Tumor cells have the ability to produce cytokines and chemokines by activating transcription factors such as nuclear factor-κB (NF-κB) and interferon regulatory factors (IRFs).35 These cytokines and chemokines induce the mobilization and reprogramming of immune cells and activate stromal cells in the extracellular matrix adjacent to the tumor. These cells in turn produce more cytokines and chemokines, thereby amplifying the entire process.
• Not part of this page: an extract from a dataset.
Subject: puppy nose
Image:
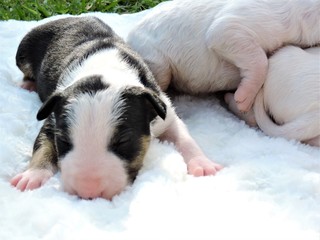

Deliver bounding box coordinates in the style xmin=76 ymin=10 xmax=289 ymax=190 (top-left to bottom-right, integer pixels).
xmin=70 ymin=178 xmax=105 ymax=199
xmin=77 ymin=190 xmax=102 ymax=200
Cytokines and/or growth factors secreted by these immune or stromal cells further regulate the activity of recruited immune cells, leading to the sustenance of a tumor-friendly inflammatory microenvironment.7,36 Therefore, cytokine and chemokine pathways and the inflammatory tumor microenvironment could be therapeutic targets with great potential. Su et al found that XHP might promote Treg cell apoptosis in the tumor microenvironment and further inhibit the tumor growth of 4T1 mouse breast cancer cells.26 Functional enrichment analyses indicated that target proteins were significantly enriched in the IL-17, TLR, and TNF signaling pathways. These pathways are well known to play significant roles in inflammation and tumor development.35,37–43 It has been reported that IL-17 activates the Src/PI3K/Akt/NF-κB, MAPK, Stat3, and COX-2 pathways, which play significant roles in tumorigenesis, angiogenesis, and metastasis.44,45 IL-17 is overexpressed in the intratumoral stromal cells of triple-negative BC. Upon overexpression, IL-17 can activate tumor microangiogenesis through its signal transduction pathways, resulting in increased tumor secretion of VEGFA, thereby promoting tumor progression.46 TLRs trigger multiple signaling pathways involving nuclear factor B, IRFs, and MAPKs to produce various cytokines with important roles in diseases such as cancer.47 Inhibition of TLR signaling can suppress human BC cell viability, invasion, and migration.48,49 TNF-α is involved in all stages of BC progression, participating in cell proliferation, survival, and motility; inflammation maintenance; acquisition of stemness; and resistance to chemotherapy.43,50 TNF-α levels at the tumor site or in plasma/serum in patients with BC are correlated with the clinical status and outcome.51

Conclusion

This network pharmacology study indicated that XHP can inhibit the development of BC by targeting a variety of proteins and signaling pathways involved in the inflammatory microenvironment. Additional research is needed to clarify the effects of XHP on different molecular subtypes of BC.